Writers are loathe to talk about a topic which we should all be discussing: MONEY. This comes to mind because two or three blog sites have brought it up in recent weeks and because I just finished filing my taxes. There was a time six or seven years ago when I could look at my tax documents and see I had earned a comfortable living from book sales and public speaking. Sadly, this is no longer the case. Some publishers that used to pay a royalty no longer do so and many are relying more and more on book packagers for the bulk of their lists. (Book packagers typically pay authors a one-time fee.) Books with multiple starred reviews and shiny awards no longer guarantee sales. Librarians who used to support us and our books through school visits have retired or moved on to greener pastures.
Samuel Johnson once wrote, “No man but a blockhead ever wrote, except for money.” This isn’t to say we don’t love our art. We do! Most of us can’t help but to write. But is it unreasonable for us to expect to be able to support ourselves and our families through our craft? You know, is it unthinkable for us to hope that our work will actually provide us with food and shelter? I think not, but we writers are our own worst enemies. When writers routinely produce work-for-hire or sign flat-fee contracts for peanuts, it hurts those of us who value our work and ask for royalty-based contracts. This isn’t to say that writers should never enter into these publisher-favored agreements. I have done when the upfront fees compensated for a lack of royalty or when there is more month left at the end of a paycheck, but I have also been willing to walk away from flat-fee offers when the publishers were being excessively greedy. For example, in one instance a publisher offered me $600 flat-fee for a book I’d written. I politely (or perhaps not so politely) said no, thank you, and explained that I expected a royalty. A few days later, the publisher raised his flat-fee offer. (This proves that all things are negotiable.) Again, I said no. A week or so later, the publisher called once more. He raised his offer yet again, to which I replied, “That sounds satisfactory for an advance. Now let’s talk royalty.” Bottom line is that because I was willing to walk away from getting the book published, I ended up with a nice (by no means, lavish) advance and a royalty with an escalation. The book is still in print and as of the last accounting period has sold more than 600,000 copies. This book was no more special than any other book produced by any other writer, but golly gumdrops why shouldn’t I also benefit in its long-term success just as the publisher is doing?!
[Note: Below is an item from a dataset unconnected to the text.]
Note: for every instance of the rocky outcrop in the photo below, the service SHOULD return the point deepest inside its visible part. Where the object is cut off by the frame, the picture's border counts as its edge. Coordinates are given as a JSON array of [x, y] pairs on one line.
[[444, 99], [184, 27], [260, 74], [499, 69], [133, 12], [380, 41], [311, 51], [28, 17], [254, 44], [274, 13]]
Publishers should also understand that when an author gets to share in the success of a book, that author is more likely to promote it. It benefits him or her to do so. Why would or should an author of a flat-fee title bother to even mention it? Royalty-based contracts are mutually beneficial. Win-win always works in my book.
Many years ago when I was naïve and green, I agreed to travel some distance to a school and speak for free. Doing so was essentially money out-of-pocket for me. I don’t recall the exact circumstances of not charging my fee, which at the time was a mere $250 (for the day!), but I have vivid memories of what transpired over lunch. The librarian, who had splurged on restaurant-delivered salads for the two of us, commented that because of my generosity the school would now be able to pay a juggler $1000 for an assembly to entertain the students. I almost gagged, but managed to get through the final two assemblies (of five total) and vowed then and there never to do another school visit gratis. Of course, I have reneged on that vow, but I do pick and choose which schools and how many per year will benefit from my generosity. Writers are professionals! One certainly wouldn’t ask a mechanic to repair one’s car for free or the plumber to unstop a stopped drain for free or a doctor to practice for free. Why should a writer (or illustrator) be any different? In most cases, it has taken a traditionally-published author a lengthy period of time to reach the pinnacle of publication. The writer is a small business with overhead expenses to meet–like health insurance, writing supplies, rent, and something that is seldom thought about, retirement (although most of us will never be able to retire). Writers who routinely don’t charge or who charge so little as to almost be free handicap other writers who rely on speaking income to make ends meet. Be collegial. Those of you who are not writers are probably saying, “Yeah, but what about that royalty income?” My response would be, “What about it?” On a $17.95 book, I earn about $1.80 per copy sold (10%)–but only after the advance has been earned out (which means paid back to the publisher) and assuming no discounts have been offered to the purchaser. Many books never earn out their advances. And that $1.80 assumes that I am the sole author and there isn’t an illustrator, with whom that $1.80 would have to be split 50-50. What I’m saying is that most traditionally published authors RELY on speaking income to meet their day-to-day expenses. Any royalty income is usually small, uncertain, and comes in dribs and drabs over years IF the books remain in print.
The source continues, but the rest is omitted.